Tritium-labelled test material was administered subcutaneously to near-term pregnant Sprague-Dawley rats. One-half to 16 hours later the foetuses were removed and specimens were obtained for estimation of free and conjugated test material in maternal and foetal brains, kidneys, and plasma.

Despite a lower maximum plasma level in the foetuses, the foetal brain level reached a peak which was 2.7 times the highest maternal brain level. The peak concentration in maternal brain was only about one eighth that of maternal plasma, but foetal brain levels followed plasma levels quite closely at early time periods. At later times foetal brain concentrations were higher than plasma concentrations; this relationship was not seen in maternal rats.

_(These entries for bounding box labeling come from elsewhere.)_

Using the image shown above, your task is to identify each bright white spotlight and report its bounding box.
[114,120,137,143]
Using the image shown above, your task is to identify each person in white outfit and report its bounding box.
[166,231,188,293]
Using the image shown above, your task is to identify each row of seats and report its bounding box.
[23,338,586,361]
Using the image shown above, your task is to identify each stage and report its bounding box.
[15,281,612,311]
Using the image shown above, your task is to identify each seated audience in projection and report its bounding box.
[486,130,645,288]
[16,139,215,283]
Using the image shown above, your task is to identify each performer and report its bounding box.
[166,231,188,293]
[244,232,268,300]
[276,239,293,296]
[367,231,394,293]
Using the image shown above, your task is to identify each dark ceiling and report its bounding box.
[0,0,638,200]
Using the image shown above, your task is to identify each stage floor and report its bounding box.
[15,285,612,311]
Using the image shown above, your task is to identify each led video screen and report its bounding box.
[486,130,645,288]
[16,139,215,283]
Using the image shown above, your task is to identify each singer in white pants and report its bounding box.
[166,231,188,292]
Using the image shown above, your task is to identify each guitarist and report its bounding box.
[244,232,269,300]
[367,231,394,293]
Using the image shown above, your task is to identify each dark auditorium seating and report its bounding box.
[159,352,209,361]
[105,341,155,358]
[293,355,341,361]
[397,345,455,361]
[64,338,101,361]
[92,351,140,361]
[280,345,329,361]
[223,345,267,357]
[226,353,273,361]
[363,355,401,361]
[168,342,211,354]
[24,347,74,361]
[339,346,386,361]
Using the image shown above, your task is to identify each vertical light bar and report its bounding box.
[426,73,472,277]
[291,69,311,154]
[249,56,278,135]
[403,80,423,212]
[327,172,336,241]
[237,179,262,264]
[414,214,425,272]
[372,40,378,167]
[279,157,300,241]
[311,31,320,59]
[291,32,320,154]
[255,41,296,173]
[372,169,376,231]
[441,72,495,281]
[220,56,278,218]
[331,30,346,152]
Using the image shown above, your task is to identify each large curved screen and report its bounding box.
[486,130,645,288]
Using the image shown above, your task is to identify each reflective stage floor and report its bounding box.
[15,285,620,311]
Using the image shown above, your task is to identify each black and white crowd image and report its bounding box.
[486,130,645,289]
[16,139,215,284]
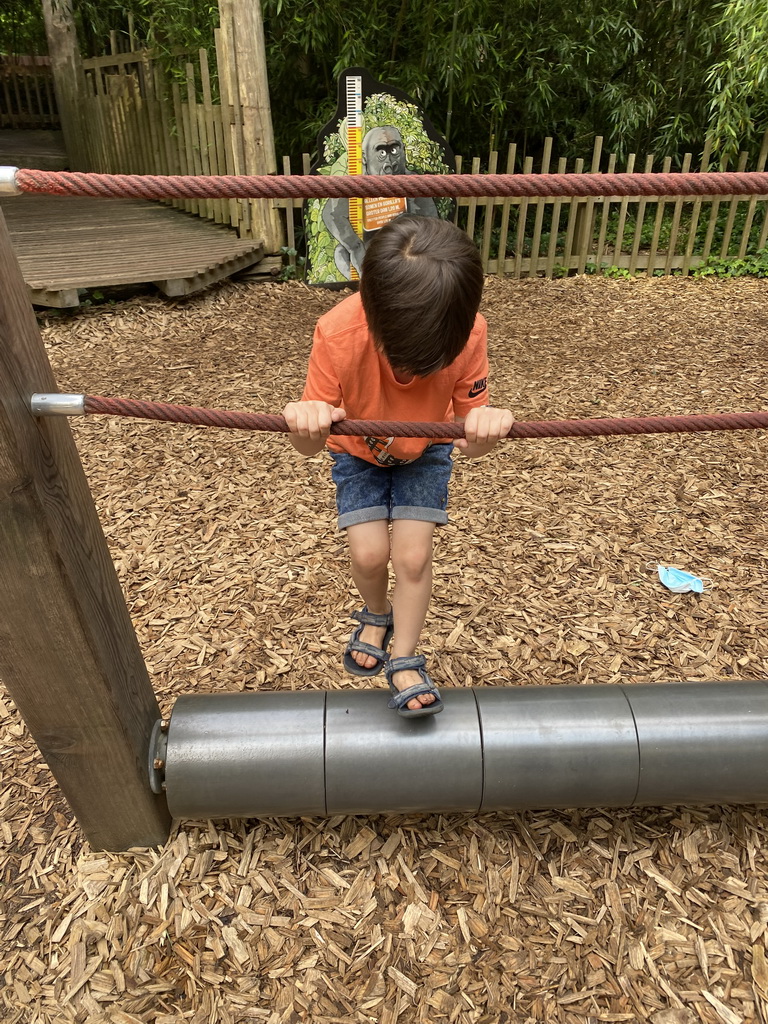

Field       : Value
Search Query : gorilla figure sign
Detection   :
[305,68,454,287]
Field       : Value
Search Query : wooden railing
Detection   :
[275,133,768,278]
[0,56,60,128]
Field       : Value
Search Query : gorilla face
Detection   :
[362,128,407,174]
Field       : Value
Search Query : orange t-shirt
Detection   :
[302,293,488,466]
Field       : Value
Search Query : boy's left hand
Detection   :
[456,406,515,451]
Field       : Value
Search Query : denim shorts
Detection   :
[331,443,454,529]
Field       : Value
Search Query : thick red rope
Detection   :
[15,168,768,199]
[79,394,768,438]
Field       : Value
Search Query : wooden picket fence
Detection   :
[82,17,284,252]
[15,20,768,278]
[279,132,768,278]
[0,56,60,129]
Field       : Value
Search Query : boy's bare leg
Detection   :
[391,519,435,711]
[346,519,389,669]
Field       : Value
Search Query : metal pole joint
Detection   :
[30,392,85,416]
[0,166,22,196]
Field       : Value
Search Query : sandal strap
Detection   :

Conjugated test material was found in maternal plasma, livers, and kidneys, and in foetal plasma and livers at all time periods. Significant amounts of conjugate were not found in maternal brains after doses of 1 mg/kg or 2 mg/kg, but a small quantity was detected after 4 mg/kg. Low concentrations of conjugate were found in foetal brains 2 hours and more after drug administration, but not before. The ratio of conjugated-free drug was lower in foetal than in maternal specimens.

Distribution of free and conjugated test material did not appear to be greatly influenced by dose of the drug except that the proportion of conjugate in maternal plasma tended to decrease with increasing dose. Distribution of the drug did not differ significantly between pregnant rats and adult non-pregnant females.